Tempi agitati nel mondo del credito, con l’Italia divenuta epicentro di un risiko bancario che travalica i confini nazionali e innesca scosse telluriche fino in Francia e in Germania. La protagonista assoluta è Unicredit, seconda banca italiana, che ha lanciato un’offensiva in terra tedesca portandosi la scorsa settimana al 28% di Commerzbank dopo essersi lanciata in un’offerta pubblica di scambio sul Banco Bpm alla fine di novembre. Il Financial Times ha intervistato sull’attuale momento delle banche europee Carlo Messina, ceo del primo istituto italiano e di uno dei principali a livello continentale, interpellandolo sulla possibilità di un intevento sulle operazioni bancarie in atto da parte dei governi di Berlino e di Roma.
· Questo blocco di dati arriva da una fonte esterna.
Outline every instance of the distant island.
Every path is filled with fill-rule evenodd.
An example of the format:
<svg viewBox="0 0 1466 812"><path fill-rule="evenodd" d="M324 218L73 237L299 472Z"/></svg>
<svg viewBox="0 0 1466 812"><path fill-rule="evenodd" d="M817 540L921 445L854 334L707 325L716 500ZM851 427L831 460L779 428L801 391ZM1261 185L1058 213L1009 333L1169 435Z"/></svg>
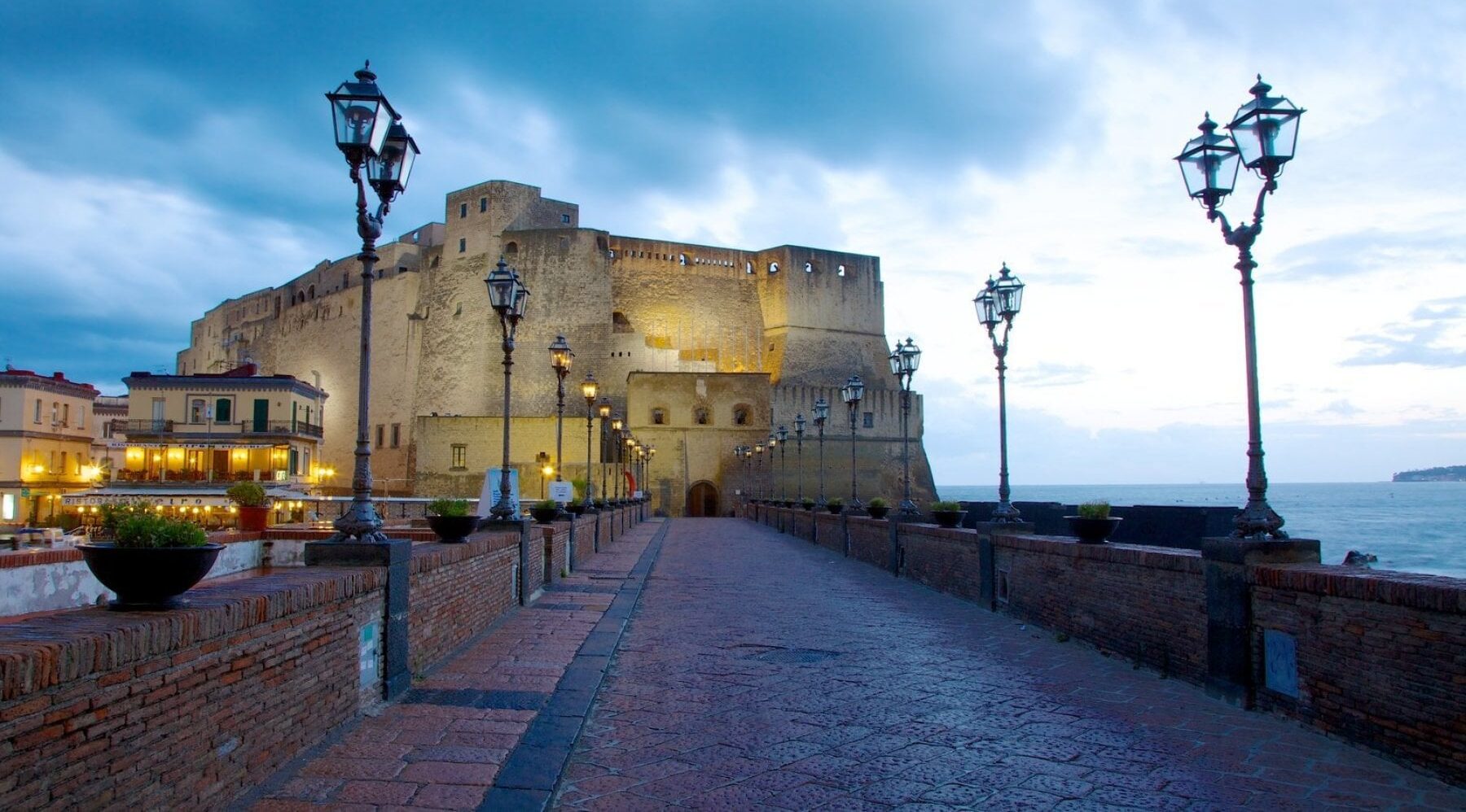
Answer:
<svg viewBox="0 0 1466 812"><path fill-rule="evenodd" d="M1421 470L1401 470L1391 479L1393 482L1466 482L1466 465L1447 465L1444 468L1423 468Z"/></svg>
«Sono gli azionisti, coloro che investono nelle aziende, a determinare il loro futuro», ha detto al riguardo Messina. «I governi non possono scegliere in base al loro gradimento, dovrebbero intervenire solo nei casi in cui è in gioco la stabilità finanziaria», sottolinea l’amministratore delegato di Intesa. «È chiaro che oggi siamo in una fase in cui il consenso politico è costruito sulla difesa dei propri confini nazionali in alcuni settori, ma Unicredit possiede già una grande banca tedesca (Hvb, ndr)». Quanto all’Italia, il banchiere ritiene che a prescindere da come andrà a finire l’Ops su Bpm «emergerà comunque un terzo big player, poiché il mercato lo cercherà». Un evento non osteggiato da Intesa Sanpaolo, che tra l’altro è l’unica grande banca italiana ad aver realizzato con successo un’acquisizione importante come quella di Ubi Banca, avvenuta nel 2020. «Consideriamo positivamente un maggiore consolidamento e una maggiore concorrenza nel settore bancario italiano poichè ciò è fondamentale per garantire solidi investimenti nella sicurezza informatica e nella tecnologia, che contribuiscono alla forza dell’economia italiana».
Sta di fatto che, almeno per quanto riguarda Unicredit, l’istituto guidato da Andrea Orcel ha di fronte a sé molti ostacoli per riuscire a centrare i suoi due obiettivi o, comunque, almeno uno dei due. Non è un buon segnale che il governo tedesco abbia parlato di azione «scoordinata e ostile» da parte dell’istituto italiano, che ha dapprima rastrellato a luci spente un ulteriore 4,5% sul mercato dopo aver preso il 4,5% messo sul mercato dal governo federale e poi, attraverso derivati in attesa dell’ok della Banca centrale europea a salire fino al 29,9%, ha piazzato altre due zampate non autorizzate fino all’attuale 28%. Mentre in Italia ha creato dibattito l’intervento a gamba tesa sul tentativo di terzo polo bancario tra Bpm-Mps, che avrebbe portato in dote anche Anima (l’asset manager sotto Opa da parte dell’istituto guidato da Giuseppe Castagna).
Messina, allora, fa notare il metodo differente da lui seguito ai tempi dell’operazione Ubi: quell’operazione è avvenuta «rispettando le posizioni delle diverse autorità e ricevendo il pieno consenso del mercato», ha detto, quasi a dare un consiglio al collega Orcel, che in passato ha invitato a casa sua a mangiare un piatto di spaghetti cacio e pepe. Un metodo che ha premiato, visto che negli gli ultimi dieci anni, sotto la guida di Messina, la capitalizzazione di Intesa è più che raddoppiata, avvicinandosi ai 70 miliardi.